Do we have any 256/512 bit test coverage?

e-kud added a comment.Dec 6 2022, 1:14 PM

Do we have any 256/512 bit test coverage?

Unfortunately, no. I only tested locally with 256 bits.

I found out that the generic approach has a problem. If we have a 256 or 512 bit vector, then we can't generate ANDNP with SSE because there is no type for 256 bits. But after type-legalizer we have several ISD::AND that can be combined into ANDNP.
It works with BROADCAST/PSHUFD approach but performing the generic-combine before type-legalization prevents it.

I think about and (shuffle(not)) -> and(not(shuffle)) reordering before type-legalization and then after legalization we combine them into ANDNP. However I'm not sure about such two-step combine. What do you think?

SplitOpsAndApply might be able to help here

RKSimon requested changes to this revision.Dec 10 2022, 11:09 AM
This revision now requires changes to proceed.Dec 10 2022, 11:09 AM
e-kud updated this revision to Diff 482692.Dec 13 2022, 7:32 PM

Added vector splitting

RKSimon accepted this revision.Dec 14 2022, 5:32 AM

LGTM with one minor comment - cheers

llvm/lib/Target/X86/X86ISelLowering.cpp
48209

You might need to bitcast this back to Src.getValueType() - its less likely for scalars but IsNOT can peek through bitcasts

This revision is now accepted and ready to land.Dec 14 2022, 5:32 AM
e-kud updated this revision to Diff 483070.Dec 14 2022, 7:05 PM

Rebased and added a bitcast of IsNOT.

e-kud marked an inline comment as done.Dec 14 2022, 7:10 PM
e-kud added inline comments.
llvm/lib/Target/X86/X86ISelLowering.cpp
48209

Indeed, I added a test where a result of xor is bitcasted and got a failed assertion. Thank you!

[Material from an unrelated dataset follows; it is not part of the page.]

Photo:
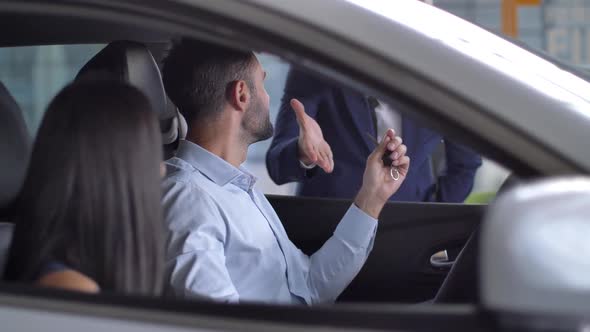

e-kud retitled this revision from [X86] Support ANDNP combine through broadcast instructions with scalar input to [X86] Support ANDNP combine through vector_shuffle.Dec 14 2022, 7:12 PM
e-kud edited the summary of this revision. (Show Details)
pengfei accepted this revision.Dec 21 2022, 3:50 AM
e-kud updated this revision to Diff 484536.Dec 21 2022, 4:44 AM
e-kud marked an inline comment as done.

Rebased.

RKSimon accepted this revision.Dec 21 2022, 1:39 PM

LGTM

This revision was automatically updated to reflect the committed changes.